I was at a party in October 01 and at about 4 am someone comes up with the bright idea to go skinny dipping. So we all bolt down to the ocean, where a howling westerly had whipped up 3-4 foot of absolute mush. We all stripped off and, in the driving rain, ran down and jumped in. I think I just bounced off the top of the water and ran straight back t put some clothes on it was that cold.
Anyway, the beach there has these groynes every 10 metres or so along the beach, which means when water starts running along the shore looking for a way back out, it hits the groyne, has nowhere to go, and so has to head back out along the wall of the groyne. When you have a situation like that night, you quickly get massive gutters and trenches dug along the water line and beside the groyne and next thing LOOK OUT FOR THE RIP!!!! I reckon the currents were about as strong as you get for a 6 foot beach break in Sydney. I ended up fishing a few of my mates out of the water as they were getting quickly pulled out to sea.
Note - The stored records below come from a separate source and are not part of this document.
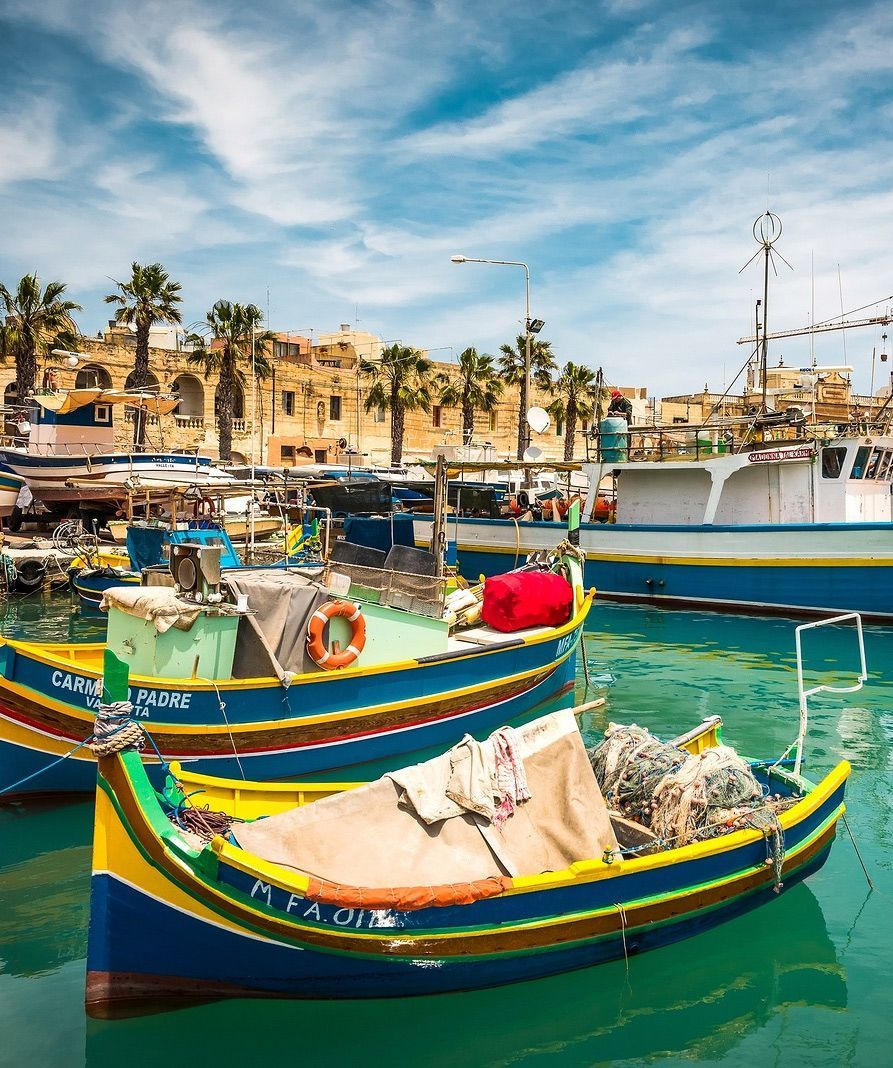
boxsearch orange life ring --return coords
[307,600,366,671]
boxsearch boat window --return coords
[850,445,872,478]
[821,445,846,478]
[865,449,881,478]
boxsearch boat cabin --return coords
[28,387,177,456]
[584,436,893,527]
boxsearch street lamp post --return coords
[450,255,531,449]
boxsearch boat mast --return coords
[738,211,794,415]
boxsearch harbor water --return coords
[0,598,893,1068]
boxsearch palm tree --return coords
[186,300,276,460]
[549,363,600,460]
[106,263,183,445]
[499,334,558,459]
[0,271,81,402]
[360,345,432,464]
[438,348,502,444]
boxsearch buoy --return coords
[307,600,366,671]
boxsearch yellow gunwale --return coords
[0,646,575,737]
[456,541,893,567]
[193,760,851,918]
[0,590,595,692]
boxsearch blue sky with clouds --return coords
[0,0,893,394]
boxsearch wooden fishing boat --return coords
[87,709,849,1017]
[0,542,594,795]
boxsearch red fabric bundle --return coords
[481,571,574,631]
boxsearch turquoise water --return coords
[0,600,893,1068]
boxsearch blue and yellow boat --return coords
[0,561,594,795]
[87,710,849,1017]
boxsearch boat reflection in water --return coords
[0,799,93,976]
[87,884,848,1068]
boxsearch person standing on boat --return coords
[608,390,632,426]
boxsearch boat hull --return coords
[0,598,591,794]
[0,471,25,519]
[0,450,234,504]
[87,747,849,1016]
[418,519,893,622]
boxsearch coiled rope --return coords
[90,701,145,756]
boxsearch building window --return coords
[821,445,846,478]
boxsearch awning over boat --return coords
[234,708,617,888]
[33,389,179,415]
[34,389,103,415]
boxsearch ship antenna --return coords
[738,211,794,415]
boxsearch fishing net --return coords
[589,723,795,886]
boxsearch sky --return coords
[0,0,893,396]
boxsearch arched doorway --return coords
[124,371,158,390]
[75,363,112,390]
[171,375,205,420]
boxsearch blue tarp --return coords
[344,515,416,552]
[127,527,168,571]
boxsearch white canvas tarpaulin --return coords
[234,709,617,888]
[224,568,329,682]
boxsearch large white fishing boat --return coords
[419,430,893,619]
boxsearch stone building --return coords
[0,321,644,466]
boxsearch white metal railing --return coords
[788,612,868,775]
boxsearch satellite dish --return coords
[527,408,551,434]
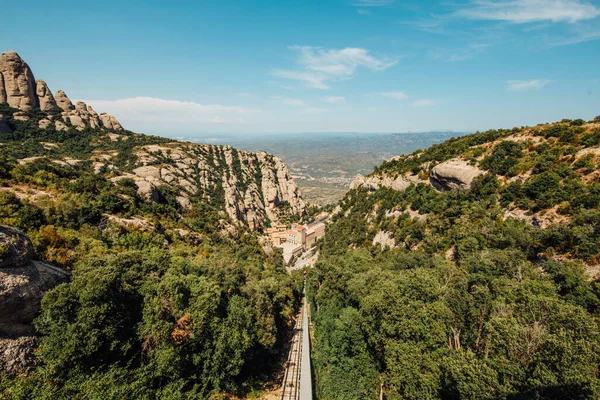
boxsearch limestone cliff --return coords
[350,158,484,191]
[0,226,69,375]
[0,51,124,132]
[109,142,306,230]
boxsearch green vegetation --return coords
[0,102,301,399]
[308,120,600,400]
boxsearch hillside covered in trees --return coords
[308,119,600,399]
[0,80,305,399]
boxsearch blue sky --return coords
[0,0,600,137]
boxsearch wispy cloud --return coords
[272,46,397,89]
[272,96,306,107]
[300,107,328,115]
[429,44,491,62]
[454,0,600,24]
[506,79,552,91]
[271,96,328,114]
[352,0,396,7]
[379,92,408,100]
[321,96,346,104]
[411,99,437,108]
[83,97,262,130]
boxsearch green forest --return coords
[0,105,302,399]
[308,120,600,400]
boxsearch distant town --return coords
[266,212,330,265]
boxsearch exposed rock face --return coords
[350,175,427,191]
[100,113,124,132]
[0,72,7,103]
[0,51,39,111]
[373,231,396,249]
[62,98,100,131]
[56,90,75,111]
[429,159,483,191]
[0,114,12,133]
[110,142,306,230]
[0,226,69,375]
[36,79,60,114]
[350,159,484,191]
[0,51,124,132]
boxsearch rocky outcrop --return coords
[0,51,39,111]
[0,226,69,375]
[350,159,484,191]
[429,158,483,191]
[109,142,307,230]
[36,79,60,114]
[0,51,124,132]
[100,113,124,132]
[62,98,103,131]
[0,114,13,133]
[350,175,427,191]
[56,90,75,112]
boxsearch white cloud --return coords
[82,97,261,131]
[353,0,395,7]
[506,79,552,91]
[411,99,436,108]
[273,69,329,89]
[272,46,397,89]
[321,96,346,104]
[455,0,600,24]
[379,92,408,100]
[429,44,491,62]
[301,107,328,115]
[272,96,306,107]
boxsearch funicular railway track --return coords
[281,298,305,400]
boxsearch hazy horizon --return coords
[0,0,600,137]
They had no idea what was going on.
They're weird the poms. There generally isn't even a hint of a wave in Bournemouth but as soon as it gets to 1/2 a foot they're out there in force. Unfortunately they have no idea what they are doing. So you can sit on the beach and watch them just sit in the one spot for half an hour or more and not catch a thing. You just feel like yelling out "Paddle down about 10 metres to your right", where the waves were breaking.